Estos días llegan entre vapores. Los produce el sol después de tanto llover. Reclaman la atención de juventudes que perdieron las miradas y atenciones en los dispositivos móviles. Ahí las han traído como quien lleva su ser a una caja negra, en plena vitalidad.

Son valiosos los tesoros que esos aparatos engullen. Probaron cuánto pueden lograr las seducciones al solo impulso digital y de la imaginación. Lo triste es que desde esas ventanitas re-emergen como titanes aspirantes. Querrán ser todo lo que hay tras esos cristales líquidos. Y poseer que sus ojos pueden tragar.

Hace tiempo, las juventudes eran otra cosa. Por ejemplo: clanes para fundar humanidades, grupos para otear el futuro que “se debía” empujar, amigos comprometidos con ser los mejores... Hoy, en cambio, el rol magno es aspirar.

Gratuitamente.

Y tras satisfacerlos corren las familias, las organizaciones, los Estados, los gobiernos y quienes crean tener algo que vender o cobrar.

Hubo un tiempo de aspiraciones menos hedonistas. Menos auto-complacientes. Cuando los derechos se ejercieran con menos indolencia y liberalidad.

En el arte, por ejemplo, aspirar imponía retos. Visiones sobre el oficio y, para algunos, sobre un mundo mejor.

Aspirar costaba.

Recuerdo a Dalí, Buñuel y Lorca, a principios del siglo XX, puros mozalbetes, adscribiéndose al surrealismo desde la poesía, el cine y la pintura. Una heroicidad.

En vez de recibir, aspiraban producir. Y produjeron. Entregar, y entregaron.

Aunque las discrepancias entre ellos —demasiado personalidad—los llevaron a separarse mediante distancias siderales.

Fue el resultado de la disputa entre Dalí y Luis Buñuel con relación a la autoría y realización de “El perro andaluz” (1929), seis años posterior al Manifiesto Surrealista de André Breton (1922). Dalí se reclamaba cuasi autor, coguionista y codirector. Buñuel tomó la película y la proclamó como propia. Sin embargo, por los resultados vistos, ¿Dalí era director? Sí un extraordinario pintor.

Y —hay que decirlo— más extravagante que renovador. Más culterano que ingenioso.

Exactamente lo que criticó acremente al primer poemario de Lorca.

Salvador Dalí reclamaba al poeta que en su versificación latían demasiado los recursos del “canto jondo” español, conminándolo a renovarse aumentando la distancia entre su obra y la tradición.
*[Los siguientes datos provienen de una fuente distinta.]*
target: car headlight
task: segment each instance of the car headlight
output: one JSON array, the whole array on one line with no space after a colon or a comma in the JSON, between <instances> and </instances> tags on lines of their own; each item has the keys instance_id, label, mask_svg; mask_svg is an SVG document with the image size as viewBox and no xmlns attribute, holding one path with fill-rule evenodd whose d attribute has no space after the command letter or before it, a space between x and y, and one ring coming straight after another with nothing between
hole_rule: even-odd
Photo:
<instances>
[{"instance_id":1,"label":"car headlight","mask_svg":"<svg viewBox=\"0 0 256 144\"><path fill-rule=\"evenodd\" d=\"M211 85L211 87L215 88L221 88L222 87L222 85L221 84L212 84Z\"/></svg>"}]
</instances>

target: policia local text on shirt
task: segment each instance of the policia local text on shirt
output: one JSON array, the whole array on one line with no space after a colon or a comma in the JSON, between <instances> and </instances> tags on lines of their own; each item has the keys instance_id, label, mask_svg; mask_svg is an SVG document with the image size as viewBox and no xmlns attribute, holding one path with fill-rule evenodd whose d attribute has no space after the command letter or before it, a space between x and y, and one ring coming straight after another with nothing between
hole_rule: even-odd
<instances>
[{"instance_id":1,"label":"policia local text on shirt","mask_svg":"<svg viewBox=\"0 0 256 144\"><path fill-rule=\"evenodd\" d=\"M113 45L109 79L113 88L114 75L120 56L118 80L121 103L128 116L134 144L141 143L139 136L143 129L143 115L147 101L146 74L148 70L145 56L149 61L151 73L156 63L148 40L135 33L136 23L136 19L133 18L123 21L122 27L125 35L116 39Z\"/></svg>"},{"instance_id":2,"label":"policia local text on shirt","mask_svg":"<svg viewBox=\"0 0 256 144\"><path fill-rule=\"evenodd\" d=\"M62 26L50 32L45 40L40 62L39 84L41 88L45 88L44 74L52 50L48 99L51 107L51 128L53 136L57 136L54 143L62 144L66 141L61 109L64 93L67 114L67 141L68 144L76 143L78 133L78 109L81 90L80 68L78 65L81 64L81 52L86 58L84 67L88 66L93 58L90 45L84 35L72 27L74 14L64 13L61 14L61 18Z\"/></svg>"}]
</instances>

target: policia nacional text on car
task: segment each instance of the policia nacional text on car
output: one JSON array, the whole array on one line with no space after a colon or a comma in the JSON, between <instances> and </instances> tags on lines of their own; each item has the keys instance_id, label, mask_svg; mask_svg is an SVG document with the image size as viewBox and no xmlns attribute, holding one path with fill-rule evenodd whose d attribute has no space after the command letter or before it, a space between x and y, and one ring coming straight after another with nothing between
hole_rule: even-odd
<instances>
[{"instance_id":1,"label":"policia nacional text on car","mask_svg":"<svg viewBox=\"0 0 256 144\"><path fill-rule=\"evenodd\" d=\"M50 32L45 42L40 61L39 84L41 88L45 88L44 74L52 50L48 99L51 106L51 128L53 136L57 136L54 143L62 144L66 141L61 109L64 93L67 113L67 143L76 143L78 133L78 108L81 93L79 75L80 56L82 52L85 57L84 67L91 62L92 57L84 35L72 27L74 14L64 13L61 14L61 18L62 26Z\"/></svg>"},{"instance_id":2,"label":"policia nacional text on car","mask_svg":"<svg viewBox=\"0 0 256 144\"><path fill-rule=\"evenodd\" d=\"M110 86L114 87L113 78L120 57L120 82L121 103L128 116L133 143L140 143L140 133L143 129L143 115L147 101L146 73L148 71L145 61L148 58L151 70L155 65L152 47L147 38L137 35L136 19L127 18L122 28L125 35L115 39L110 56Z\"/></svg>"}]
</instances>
Eran jóvenes con menos de veinte años. ¡Observad en lo que estaban enfrascados: renovar!

Dalí enunciaba de forma embrionaria el nudo gordiano de su teoría paranoica crítica: estar alerta ente la tradición artística, cerrarle el paso. La graficó como burro podrido que dejó esparcido en muchas piezas. Estaba en esas formas y recursos heredados, manidos.

Tales eran las aspiraciones de esos jóvenes. Porque era el tiempo en que las juventudes aspiraban a fundar, para su honor y gloria. La de su oficio. La de sus naciones. Verdadera heroicidad.

Hoy nos percatemos de la traición de Dalí el “maduro” al ideal surrealista y a su teoría paranoica crítica. Está en su obra “El descubrimiento de América por Cristóbal Colón” (1959). Con esta, cayó arrodillado ante el Renacimiento, Miguel Ángel, la capilla Sixtina y Raphael.

La madurez y la vejez ¿son las corrupciones de la juventud?

Envejecidos jóvenes por dejar de aspirar a construir y a fundar.